If it is not possible to restrict processing of the personal data, we will tell the data subject.

1.7.6 Right to Data Portability

When we receive a request for data portability, where possible, we will:-

• Check the identity of the data subject before releasing personal data to them
• Protect the rights of other natural persons while fulfilling a data portability request
• Provide the data in CSV form without delay

If it is not possible to provide data portability, we will tell the data subject.

1.7.7 Right to Object

When there is an objection to data processing, where possible, we will:-

• Stop processing the personal data without delay

If it is not possible to stop processing of the personal data, we will tell the data subject.

1.7.8 Automated Individual Decision Making, Including Profiling

We may use Workable’s technology to source and select candidates for us to consider based on the suitability of an open role, or in relation to a role for which you have applied for. The process of sourcing suitable candidates is automated, however decisions made on who we will engage with to fill any job openings is made by Spherica.

For further information on your rights please visit the ICO website on individuals’ rights under GDPR.

If you choose to exercise any of your rights, please contact the Data Protection Officer providing the following information:
Your full name and your request
&
Proof of your identification

1.8 Disclosure of Your Information

We will act responsibly when disclosing personal data to other controllers and processors. We pass your data onto our third-party providers, including Workable, who use it in accordance with our instructions and as otherwise required by law.

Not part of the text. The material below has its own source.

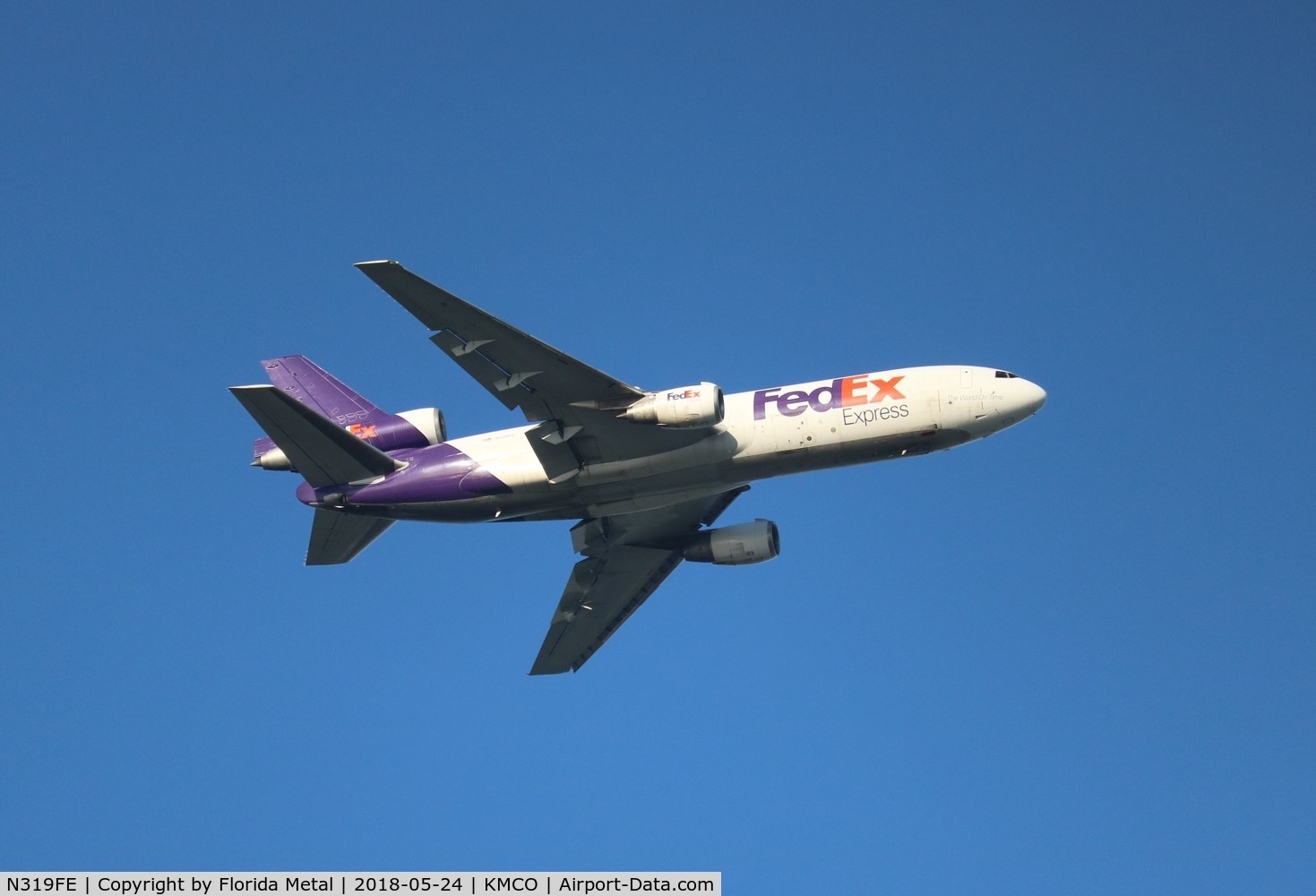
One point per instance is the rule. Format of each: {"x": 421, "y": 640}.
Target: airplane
{"x": 644, "y": 474}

Where you have applied for a job opening through Indeed, and where you have consented to this disclosure, we will disclose to Indeed certain personal data that we hold. Indeed’s Privacy Notice is available on their website.

Where you have applied to a job opening through a service provider, including Indeed, we may disclose data including but not limited to:

• A unique identifier used to identify you.
• Information about your application progress and our hiring process
• Tangible, intangible, visual, electronic, present and future information that we hold about you

In the event data is disclosed as described above (Disposition Data), the service provider shall be the data controller of this data and shall be responsible for complying with all applicable laws and regulations of the use of the data following its transfer from us.

1.9 Cooperation with the ICO

We will cooperate with the ICO on any personal data protection issues.

1.10 Personal Data Breach Detection

We will take appropriate measures to detect a personal data breach.